Received: July 23, 2020       Accepted: September 9, 2020       Published: October 29, 2020
How to Cite

Copyright: © 2020 Hosseini et al. This is an open access article distributed under the terms of the Creative Commons Attribution License (CC BY 3.0), which permits unrestricted use, distribution, and reproduction in any medium, provided the original author and source are credited.


Objective: To systematically review literature evidence to discover the association of ADAMTS7 (A Disintegrin And Metalloproteinase with Thrombospondin-like motifs 7) polymorphisms and the risk of developing CAD (coronary artery disease).

Data sources: A related literature search in online databases, including EMBASE, PubMed, and Web of Science was undertaken. The period covered was from 2007 to September 10, 2019.

Results: Of 256 citations retrieved, nine relevant studies were selected for detailed evaluation. Five SNPs (rs3825807, rs1994016, rs4380028, rs79265682, and rs28455815) in ADAMTS7 gene were identified among included studies. There were 51,851 cases and 89,998 controls included in four studies for SNP rs3825807, 13,403 cases and 11,381 controls included in two studies for SNP rs1994016, 37,838 cases and 38,245 controls included in two studies for SNP rs4380028, 3,133 cases and 5,423 controls included in one study for SNP rs79265682, 103,494 cases and 198,684 controls included in one study for SNP rs28455815. We found most consistent evidence for an association with CAD on coronary angiogram with ADAMTS7 SNP rs3825807 risk allele A in contrast to control G allele, followed by rs4380028 (C vs. T allele), and rs1994016 (C vs. T allele).

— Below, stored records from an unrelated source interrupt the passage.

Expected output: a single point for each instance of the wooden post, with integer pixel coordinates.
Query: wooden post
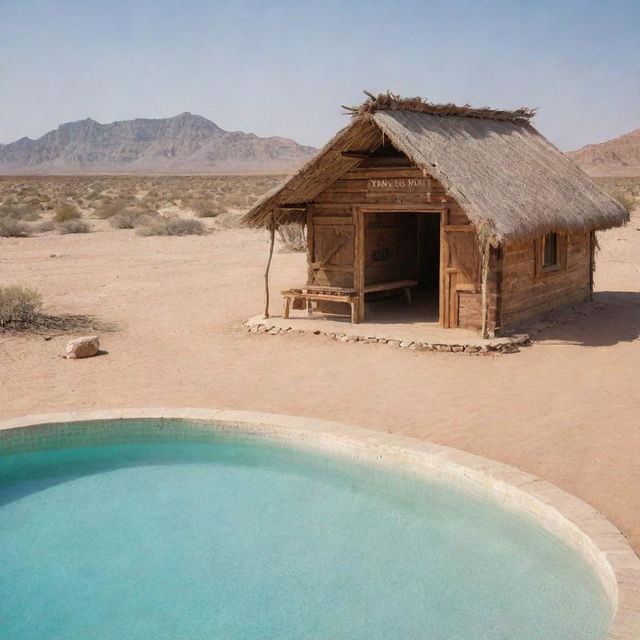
(592, 261)
(358, 261)
(485, 288)
(272, 237)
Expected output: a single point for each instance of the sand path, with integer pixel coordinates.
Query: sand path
(567, 409)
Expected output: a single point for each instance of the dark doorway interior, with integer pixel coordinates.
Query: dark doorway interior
(403, 246)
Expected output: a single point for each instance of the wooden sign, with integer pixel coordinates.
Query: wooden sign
(399, 184)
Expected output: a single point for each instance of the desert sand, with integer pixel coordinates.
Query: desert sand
(566, 409)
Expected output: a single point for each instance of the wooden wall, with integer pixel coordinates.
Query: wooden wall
(526, 294)
(394, 181)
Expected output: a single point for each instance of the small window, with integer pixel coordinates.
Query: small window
(550, 254)
(550, 250)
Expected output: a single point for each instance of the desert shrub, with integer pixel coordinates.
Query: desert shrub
(44, 226)
(66, 212)
(12, 228)
(74, 225)
(128, 218)
(18, 304)
(109, 208)
(19, 212)
(205, 208)
(169, 226)
(626, 200)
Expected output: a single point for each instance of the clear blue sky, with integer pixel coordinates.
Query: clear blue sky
(282, 67)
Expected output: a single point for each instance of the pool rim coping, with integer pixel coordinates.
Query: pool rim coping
(604, 547)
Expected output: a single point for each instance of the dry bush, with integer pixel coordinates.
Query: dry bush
(44, 226)
(66, 212)
(74, 225)
(205, 208)
(128, 218)
(170, 226)
(11, 228)
(18, 304)
(109, 208)
(19, 212)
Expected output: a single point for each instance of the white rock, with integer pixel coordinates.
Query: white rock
(84, 347)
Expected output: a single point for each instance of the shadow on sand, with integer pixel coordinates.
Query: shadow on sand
(610, 318)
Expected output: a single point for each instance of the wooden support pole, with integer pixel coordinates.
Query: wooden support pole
(272, 237)
(485, 288)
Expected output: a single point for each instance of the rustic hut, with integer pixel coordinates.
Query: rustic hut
(472, 210)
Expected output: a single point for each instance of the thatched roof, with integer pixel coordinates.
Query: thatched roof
(512, 183)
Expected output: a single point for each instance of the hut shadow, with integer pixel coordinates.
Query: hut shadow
(610, 318)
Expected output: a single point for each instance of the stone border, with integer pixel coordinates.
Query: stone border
(507, 344)
(576, 523)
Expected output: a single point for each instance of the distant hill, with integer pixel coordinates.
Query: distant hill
(186, 143)
(617, 157)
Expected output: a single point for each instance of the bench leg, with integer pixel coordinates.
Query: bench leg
(355, 311)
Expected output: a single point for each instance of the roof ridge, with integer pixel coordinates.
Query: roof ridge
(390, 101)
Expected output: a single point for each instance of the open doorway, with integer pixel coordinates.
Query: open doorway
(402, 247)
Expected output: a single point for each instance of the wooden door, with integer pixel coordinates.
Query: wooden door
(331, 251)
(460, 274)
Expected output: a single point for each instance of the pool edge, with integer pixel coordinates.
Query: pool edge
(572, 520)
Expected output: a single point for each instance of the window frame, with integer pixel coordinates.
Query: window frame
(560, 265)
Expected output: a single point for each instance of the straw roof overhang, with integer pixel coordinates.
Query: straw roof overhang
(512, 183)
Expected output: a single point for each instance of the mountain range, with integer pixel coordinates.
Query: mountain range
(186, 143)
(189, 143)
(617, 157)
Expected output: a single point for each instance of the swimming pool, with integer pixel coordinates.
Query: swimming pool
(169, 529)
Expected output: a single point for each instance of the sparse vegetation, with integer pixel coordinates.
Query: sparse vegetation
(128, 202)
(171, 226)
(74, 225)
(11, 228)
(44, 226)
(66, 212)
(18, 305)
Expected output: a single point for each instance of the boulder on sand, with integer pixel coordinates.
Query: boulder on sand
(84, 347)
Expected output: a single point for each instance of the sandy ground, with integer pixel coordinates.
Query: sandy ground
(567, 409)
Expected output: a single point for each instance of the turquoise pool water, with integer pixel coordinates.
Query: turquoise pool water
(230, 537)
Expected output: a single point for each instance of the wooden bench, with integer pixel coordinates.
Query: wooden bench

Conclusions: ADAMTS7 polymorphism is likely an important risk factor for development of CAD. Our data also suggest that the ADAMTS7 polymorphism may be a risk factor for CAD progression in patients who already have pathology in their coronary arteries.

Review methods: We included all studies in English language that reported correlation between the ADAMTS7 polymorphism and CAD in human cases.


ADAMTS7: A Disintegrin And Metalloproteinase with Thrombospondin-like motifs 7; ACAD: coronary artery disease; CI: confidence interval; GWAS: Genome-Wide Association Studies; HR: hazardous ratio; HWE: Hardy-Weinberg equilibrium; NOS: Newcastle-Ottawa scale; OR: odds ratio; SE: standard error; SNP: single nucleotide polymorphism.